La véritable question est de savoir si l’utilisation de la crypto offre réellement un avantage aux criminels par rapport au cash en matière de traçabilité. Cette affaire apporte une réponse définitive : non.

Market Cap

Blanchiment en crypto : les révélations des enquêteurs américains et boliviens

Marset s’est forgé une réputation de trafiquant parmi les plus insaisissables d’Amérique du Sud, échappant aux autorités grâce à de multiples changements d’identité et des déplacements transfrontaliers, tout en dirigeant un réseau de cocaïne à l’échelle continentale.
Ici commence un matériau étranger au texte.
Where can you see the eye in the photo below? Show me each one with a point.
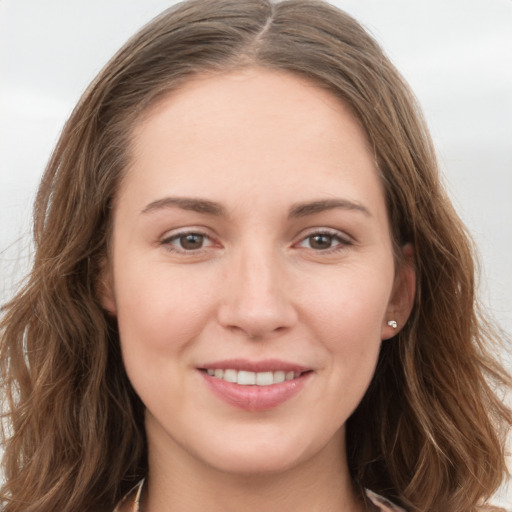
(187, 242)
(324, 241)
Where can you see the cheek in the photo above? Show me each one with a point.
(157, 311)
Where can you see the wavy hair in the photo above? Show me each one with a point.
(429, 434)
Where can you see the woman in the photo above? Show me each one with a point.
(249, 290)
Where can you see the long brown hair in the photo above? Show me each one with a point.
(429, 433)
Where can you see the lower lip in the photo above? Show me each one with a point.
(255, 398)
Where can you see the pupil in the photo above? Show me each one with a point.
(321, 241)
(191, 241)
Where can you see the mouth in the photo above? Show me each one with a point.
(249, 378)
(255, 386)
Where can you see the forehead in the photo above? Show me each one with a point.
(251, 130)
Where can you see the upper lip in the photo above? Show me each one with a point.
(266, 365)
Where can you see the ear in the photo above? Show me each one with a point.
(105, 289)
(402, 297)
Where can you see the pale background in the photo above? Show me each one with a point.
(456, 54)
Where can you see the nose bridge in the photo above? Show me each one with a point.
(256, 300)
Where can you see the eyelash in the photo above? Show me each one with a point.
(168, 242)
(334, 236)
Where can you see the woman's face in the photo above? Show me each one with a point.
(252, 271)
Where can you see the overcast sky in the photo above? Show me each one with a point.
(456, 54)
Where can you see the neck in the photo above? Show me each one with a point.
(182, 484)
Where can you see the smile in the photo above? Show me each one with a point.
(255, 385)
(248, 378)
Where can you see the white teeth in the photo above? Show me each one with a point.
(246, 378)
(264, 378)
(230, 375)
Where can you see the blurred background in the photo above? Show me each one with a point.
(456, 54)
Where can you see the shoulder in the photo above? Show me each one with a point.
(382, 504)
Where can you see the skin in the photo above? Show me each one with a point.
(259, 284)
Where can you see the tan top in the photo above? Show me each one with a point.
(131, 502)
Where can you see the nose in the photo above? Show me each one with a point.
(255, 299)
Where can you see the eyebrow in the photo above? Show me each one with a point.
(298, 210)
(187, 203)
(313, 207)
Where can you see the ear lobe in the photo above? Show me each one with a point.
(105, 290)
(402, 297)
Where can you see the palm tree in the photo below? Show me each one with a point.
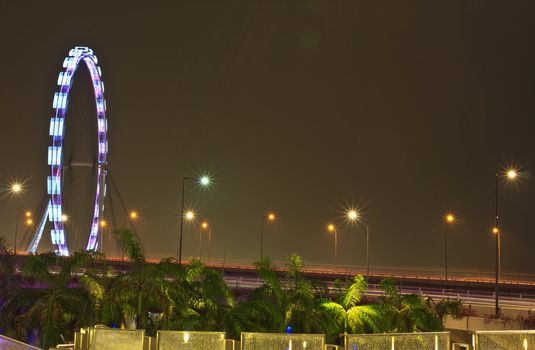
(352, 317)
(50, 301)
(408, 313)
Au Paraguay, les procureurs l’ont désigné comme une figure centrale de l’opération « A Ultranza Py », l’une des plus vastes enquêtes sur le crime organisé du pays, visant les réseaux de drogue acheminant la cocaïne et blanchissant les profits via des sociétés écrans et l’immobilier.

Ce qui a différencié cette dernière enquête, c’est la direction prise par la piste financière. Mirko Sokol, commandant général de la police bolivienne, a confirmé que les renseignements montraient que Marset effectuait des transactions « principalement en cryptomonnaies, plutôt qu’en espèces ». Un acte d’accusation récemment rendu public décrit un système utilisant des « coursiers et des jetons pour livrer secrètement des volumes massifs de devises illicites, généralement en euros », un modèle hybride mêlant la contrebande de cash traditionnelle aux transferts d’actifs numériques.
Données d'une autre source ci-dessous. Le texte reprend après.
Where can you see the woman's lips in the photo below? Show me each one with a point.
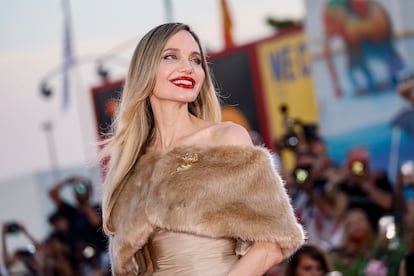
(184, 82)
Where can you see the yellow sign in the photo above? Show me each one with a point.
(286, 78)
(285, 64)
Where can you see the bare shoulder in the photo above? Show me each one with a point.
(228, 133)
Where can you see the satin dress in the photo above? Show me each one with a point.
(184, 254)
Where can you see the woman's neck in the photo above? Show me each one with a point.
(171, 125)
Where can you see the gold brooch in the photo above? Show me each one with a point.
(187, 161)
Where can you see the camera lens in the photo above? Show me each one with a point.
(301, 175)
(81, 188)
(358, 168)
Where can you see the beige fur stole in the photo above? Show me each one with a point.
(224, 191)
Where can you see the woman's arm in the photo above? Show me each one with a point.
(258, 260)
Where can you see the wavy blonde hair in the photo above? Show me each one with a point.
(133, 126)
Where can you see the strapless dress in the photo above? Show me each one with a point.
(183, 254)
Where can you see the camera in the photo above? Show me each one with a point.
(407, 172)
(12, 227)
(358, 168)
(302, 174)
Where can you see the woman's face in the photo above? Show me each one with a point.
(180, 74)
(309, 267)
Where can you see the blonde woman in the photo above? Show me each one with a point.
(185, 194)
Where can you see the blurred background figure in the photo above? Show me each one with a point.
(309, 260)
(23, 261)
(86, 240)
(315, 204)
(365, 189)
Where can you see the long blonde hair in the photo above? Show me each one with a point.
(133, 126)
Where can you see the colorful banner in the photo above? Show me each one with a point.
(287, 83)
(359, 49)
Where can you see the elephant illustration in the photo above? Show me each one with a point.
(366, 31)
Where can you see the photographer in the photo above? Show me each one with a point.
(365, 189)
(22, 261)
(315, 205)
(84, 218)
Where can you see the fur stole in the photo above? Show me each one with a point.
(223, 191)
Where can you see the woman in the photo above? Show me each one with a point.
(309, 260)
(183, 191)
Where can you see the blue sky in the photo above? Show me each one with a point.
(31, 48)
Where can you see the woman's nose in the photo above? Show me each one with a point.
(186, 66)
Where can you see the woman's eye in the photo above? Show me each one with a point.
(169, 57)
(196, 60)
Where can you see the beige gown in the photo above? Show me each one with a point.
(184, 254)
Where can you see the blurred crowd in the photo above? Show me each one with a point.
(75, 245)
(358, 221)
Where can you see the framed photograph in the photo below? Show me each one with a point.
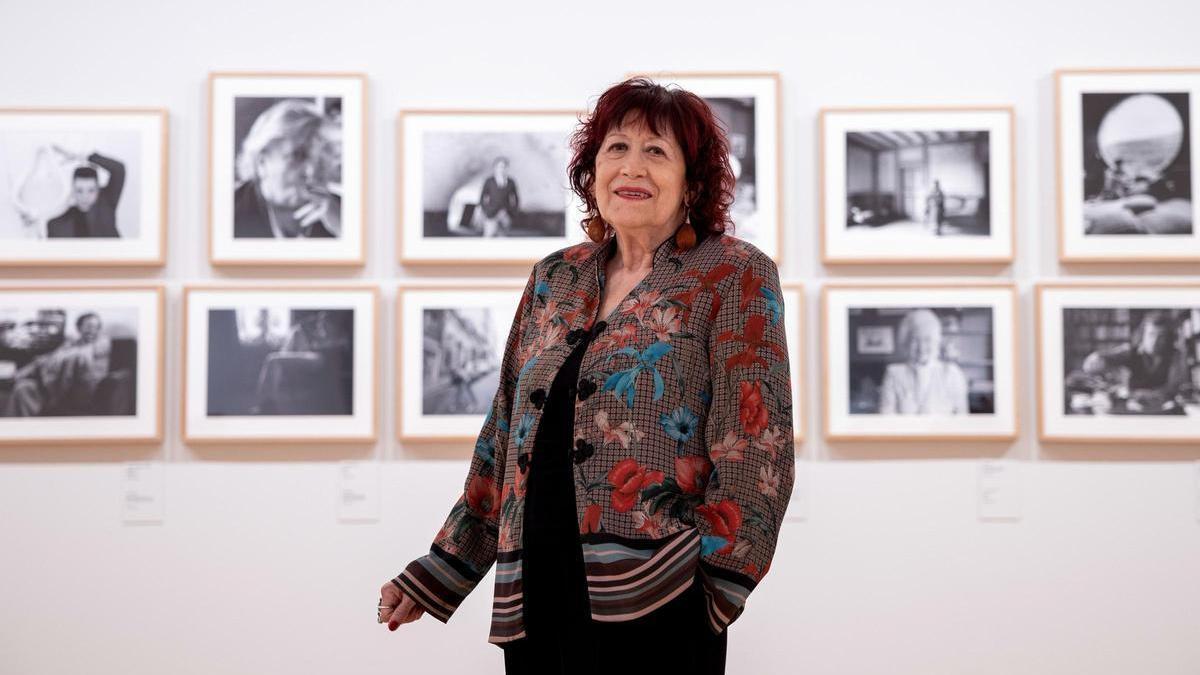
(450, 342)
(81, 364)
(287, 168)
(280, 364)
(1126, 162)
(793, 328)
(485, 186)
(949, 374)
(917, 185)
(83, 186)
(749, 106)
(1119, 363)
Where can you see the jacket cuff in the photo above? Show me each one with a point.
(438, 583)
(725, 593)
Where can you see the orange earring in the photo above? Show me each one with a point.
(597, 228)
(685, 237)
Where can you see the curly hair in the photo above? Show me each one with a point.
(695, 127)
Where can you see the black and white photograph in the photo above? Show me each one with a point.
(1126, 154)
(917, 185)
(1137, 163)
(281, 360)
(288, 167)
(939, 368)
(291, 153)
(78, 354)
(1121, 353)
(485, 186)
(747, 105)
(449, 347)
(493, 184)
(274, 364)
(937, 360)
(82, 186)
(461, 366)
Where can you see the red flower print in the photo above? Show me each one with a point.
(691, 473)
(751, 410)
(753, 340)
(587, 306)
(628, 479)
(617, 338)
(664, 322)
(641, 304)
(705, 282)
(483, 497)
(729, 448)
(546, 315)
(750, 287)
(576, 254)
(591, 521)
(725, 518)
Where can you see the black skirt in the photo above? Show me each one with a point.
(561, 634)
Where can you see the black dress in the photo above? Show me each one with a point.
(561, 634)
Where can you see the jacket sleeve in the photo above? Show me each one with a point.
(749, 437)
(465, 549)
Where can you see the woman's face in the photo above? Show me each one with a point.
(640, 178)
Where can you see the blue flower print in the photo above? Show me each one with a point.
(623, 381)
(681, 424)
(523, 428)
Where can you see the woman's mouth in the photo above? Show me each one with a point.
(635, 193)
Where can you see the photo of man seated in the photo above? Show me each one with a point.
(1149, 374)
(54, 372)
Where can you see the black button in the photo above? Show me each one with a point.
(538, 398)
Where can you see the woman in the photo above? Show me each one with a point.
(636, 463)
(923, 383)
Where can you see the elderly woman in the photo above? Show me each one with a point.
(631, 475)
(923, 383)
(287, 161)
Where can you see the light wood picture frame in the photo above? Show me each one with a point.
(89, 186)
(451, 161)
(1126, 153)
(948, 371)
(287, 168)
(750, 106)
(922, 185)
(450, 342)
(281, 364)
(82, 365)
(1119, 362)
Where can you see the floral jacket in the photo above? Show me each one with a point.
(683, 451)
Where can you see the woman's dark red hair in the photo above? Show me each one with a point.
(696, 130)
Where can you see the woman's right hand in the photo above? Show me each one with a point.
(406, 611)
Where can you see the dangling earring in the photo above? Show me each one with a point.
(597, 228)
(685, 237)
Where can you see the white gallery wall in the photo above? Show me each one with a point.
(892, 571)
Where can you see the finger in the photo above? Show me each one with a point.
(406, 613)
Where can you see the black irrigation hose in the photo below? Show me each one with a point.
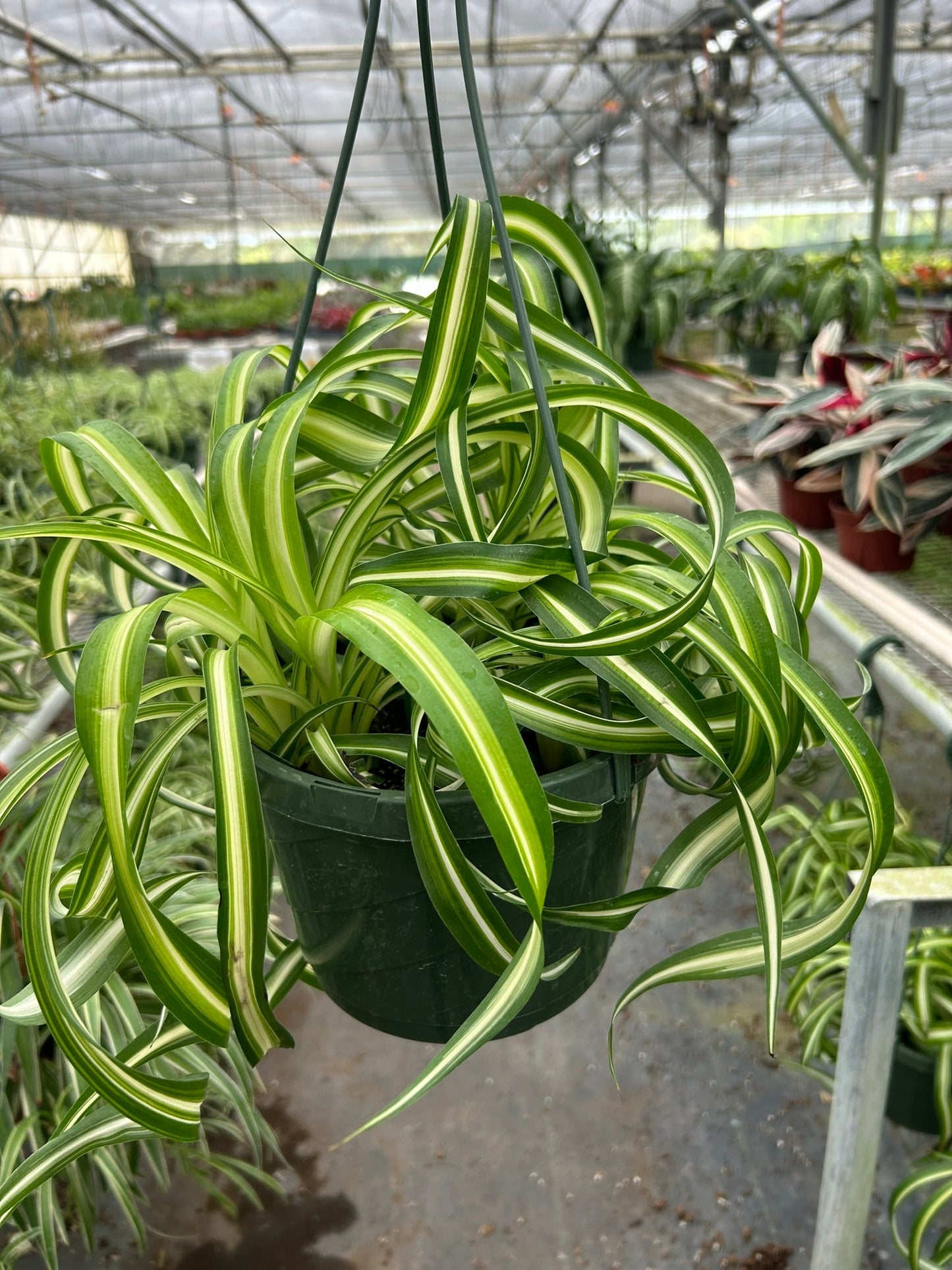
(337, 190)
(430, 90)
(522, 318)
Le responsable de la lutte antidrogue en Bolivie, Ernesto Justiniano, a déclaré aux médias locaux que les enquêteurs traquaient « le blanchiment d’argent, spécifiquement les entreprises ayant reçu des fonds via des cryptomonnaies », parallèlement à des investigations sur le détournement de produits chimiques liés à la production de drogue. Le détail qui échappe à la plupart des gros titres est crucial : loin de masquer le réseau de Marset, la piste crypto a aidé à le cartographier.
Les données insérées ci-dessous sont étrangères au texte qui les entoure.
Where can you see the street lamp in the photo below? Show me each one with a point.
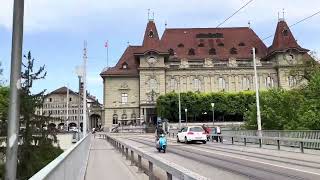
(79, 72)
(186, 110)
(212, 105)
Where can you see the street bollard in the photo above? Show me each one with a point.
(169, 176)
(132, 158)
(260, 143)
(127, 153)
(139, 164)
(151, 177)
(301, 147)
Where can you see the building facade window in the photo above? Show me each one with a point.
(196, 84)
(269, 82)
(245, 83)
(124, 98)
(153, 85)
(292, 81)
(222, 84)
(114, 119)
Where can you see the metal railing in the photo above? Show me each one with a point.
(70, 165)
(274, 140)
(302, 134)
(171, 169)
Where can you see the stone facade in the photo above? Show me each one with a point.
(133, 85)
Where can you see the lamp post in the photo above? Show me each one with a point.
(257, 92)
(79, 73)
(186, 110)
(212, 105)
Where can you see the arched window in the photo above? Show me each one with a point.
(233, 51)
(212, 51)
(292, 81)
(191, 52)
(153, 85)
(241, 44)
(222, 84)
(180, 45)
(171, 52)
(197, 84)
(151, 33)
(115, 119)
(124, 116)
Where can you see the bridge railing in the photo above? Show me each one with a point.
(70, 165)
(171, 169)
(301, 134)
(271, 140)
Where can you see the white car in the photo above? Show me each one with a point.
(192, 134)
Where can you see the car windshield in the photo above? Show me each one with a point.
(196, 129)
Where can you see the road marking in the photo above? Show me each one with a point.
(294, 169)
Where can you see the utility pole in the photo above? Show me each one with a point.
(68, 104)
(257, 92)
(84, 89)
(15, 86)
(179, 107)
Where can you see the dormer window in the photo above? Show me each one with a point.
(233, 51)
(241, 44)
(285, 32)
(191, 52)
(212, 51)
(201, 45)
(180, 45)
(151, 33)
(124, 65)
(220, 44)
(171, 52)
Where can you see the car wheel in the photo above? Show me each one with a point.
(185, 140)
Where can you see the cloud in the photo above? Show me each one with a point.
(73, 15)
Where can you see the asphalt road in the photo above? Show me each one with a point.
(217, 161)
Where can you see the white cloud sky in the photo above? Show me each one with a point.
(44, 15)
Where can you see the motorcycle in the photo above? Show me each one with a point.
(161, 143)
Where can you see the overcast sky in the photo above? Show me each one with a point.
(55, 29)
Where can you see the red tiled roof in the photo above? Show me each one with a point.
(129, 59)
(230, 37)
(283, 39)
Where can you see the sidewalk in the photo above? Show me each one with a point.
(106, 163)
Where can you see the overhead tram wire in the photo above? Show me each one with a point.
(298, 22)
(234, 13)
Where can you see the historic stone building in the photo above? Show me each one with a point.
(196, 59)
(55, 105)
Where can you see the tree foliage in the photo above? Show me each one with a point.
(37, 148)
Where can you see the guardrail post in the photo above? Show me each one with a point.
(301, 147)
(132, 158)
(127, 153)
(260, 142)
(169, 176)
(139, 163)
(150, 171)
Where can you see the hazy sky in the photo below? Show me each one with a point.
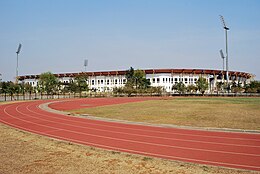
(57, 35)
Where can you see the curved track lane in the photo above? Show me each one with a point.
(235, 150)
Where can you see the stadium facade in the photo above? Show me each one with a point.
(105, 81)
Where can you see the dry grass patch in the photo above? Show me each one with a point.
(239, 113)
(23, 152)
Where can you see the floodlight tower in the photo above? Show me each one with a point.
(223, 57)
(226, 29)
(17, 53)
(85, 64)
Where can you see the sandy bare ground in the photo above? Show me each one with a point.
(22, 152)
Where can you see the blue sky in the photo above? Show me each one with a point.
(57, 35)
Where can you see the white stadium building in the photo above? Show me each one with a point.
(105, 81)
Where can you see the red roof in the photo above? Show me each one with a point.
(148, 71)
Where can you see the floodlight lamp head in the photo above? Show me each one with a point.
(223, 22)
(19, 49)
(221, 54)
(85, 62)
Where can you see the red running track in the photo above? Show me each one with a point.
(235, 150)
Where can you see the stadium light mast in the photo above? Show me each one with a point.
(17, 53)
(223, 57)
(226, 29)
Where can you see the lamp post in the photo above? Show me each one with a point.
(17, 53)
(223, 57)
(226, 29)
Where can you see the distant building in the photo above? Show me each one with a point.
(105, 81)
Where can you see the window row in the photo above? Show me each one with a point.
(171, 80)
(108, 82)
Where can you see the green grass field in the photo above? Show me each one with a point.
(237, 113)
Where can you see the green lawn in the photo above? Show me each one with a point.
(239, 113)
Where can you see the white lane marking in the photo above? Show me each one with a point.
(170, 133)
(210, 136)
(134, 151)
(132, 141)
(177, 139)
(209, 142)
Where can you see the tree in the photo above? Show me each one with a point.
(253, 87)
(48, 82)
(136, 82)
(179, 87)
(81, 83)
(202, 85)
(140, 81)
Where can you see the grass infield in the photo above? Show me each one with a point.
(236, 113)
La transparence de la blockchain : ce que les criminels ont tendance à oublier

Il faut imaginer la blockchain Bitcoin comme un registre de reçus public et permanent qui enregistre chaque transaction effectuée, sans possibilité d’effacement. Chaque fois qu’un bitcoin passe d’un portefeuille à un autre, ce transfert est consigné à jamais, visible par quiconque possède les outils adéquats. Contrairement au cash échangé discrètement, un transfert de Bitcoin laisse toujours une trace.

C’est ici qu’intervient l’analyse blockchain. Des firmes comme Chainalysis développent des logiciels capables de lire ce registre public géant pour y déceler des schémas, de la même manière qu’un comptable judiciaire pourrait retracer l’argent à travers un réseau de sociétés écrans, à la différence que le registre est déjà public et inaltérable. Dès que les enquêteurs soupçonnent qu’un portefeuille appartient à un réseau criminel, ils peuvent remonter ou suivre chaque pièce qui y a transité.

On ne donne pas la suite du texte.